Богатый купец, – из тех, которые в обычное время питают какой-то инстинктивный страх к интеллигенции, – узнав, что я пишу, предоставляет теперь мне свой кабинет в лазарете. Я – в роскошном помещении, предназначенном для богадельни; хожу от одной койки к другой, спускаюсь вниз покурить вместе с легко раненными, возвращаюсь в кабинет и везде встречаюсь с бегающим в деловых хлопотах о раненых, слывшим когда-то за главного черносотенца хозяином. И так ясно становится, что черносотенец – не весь человек, а дух, случайно на нем почивающий.
Ни одна книга о войне не расскажет того, что узнаешь от солдат, внимательно расспрашивая каждого, как и где он получил свою рану. Вся нынешняя война – больше в ямках: выкопает себе ямку и лежит.
– Налево была кукуруза, направо горела деревня, впереди, вижу, далеко человек выскочил и опять закопался; жду, когда он выскочит… Что-то прогудело и хлопнуло; покосился туда: человек сидит без головы, а впереди опять выскочил во весь рост человек и пропал; я опять покосился на соседа и подумал: сколько у человека крови!
В этих ямках от человека требуется страшно много внимания, о страхе думать некогда, нет страха вовсе, и потом он совсем исчезает, так что многие из этих солдат совершенно спокойно ждут возвращения в бой.
Меня остановил рассказ о сражении в роще, где все перепутались:
– Смотришь из-за дерева, – кто там за другим, свои или чужой?

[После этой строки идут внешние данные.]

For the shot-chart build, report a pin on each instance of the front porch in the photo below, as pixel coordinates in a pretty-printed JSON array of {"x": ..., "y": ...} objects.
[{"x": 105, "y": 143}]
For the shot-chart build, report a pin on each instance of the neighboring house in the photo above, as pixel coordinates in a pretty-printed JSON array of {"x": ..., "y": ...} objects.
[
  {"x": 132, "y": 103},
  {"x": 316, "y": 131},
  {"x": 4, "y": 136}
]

Свой – перебегаешь, чужой – пхнешь.
А глаза у рассказчика – добрейшие, и он же, много раз «пхнувший штыком» врага в лесу, рассказывает, как очутился раненым рядом с австрийским офицером: оказалось, вражеский офицер по-русски хорошо говорит и крест на нем – православный. Солдат и спрашивает: «Почему же офицер против своих же сражается?» Офицер будто бы и отвечает: «Что и рад бы не стрелять, да сзади немцы, нарочно в первую линию ставят; не станешь стрелять, они тебя сзади убьют».
И вообще много об австрийцах говорят хорошего, вражда совсем не переходит в чувство личное: тот, личный враг, им представляется где-то на прусском фронте:
– Те – сурьезнее!
II. Железный врагГлавная улица моего родного города, где живет много богатых купцов, два раза в день теперь одевается, утром в красное, вечером в зеленое: красное – утренние телеграммы в руках жителей, зеленое – вечерние.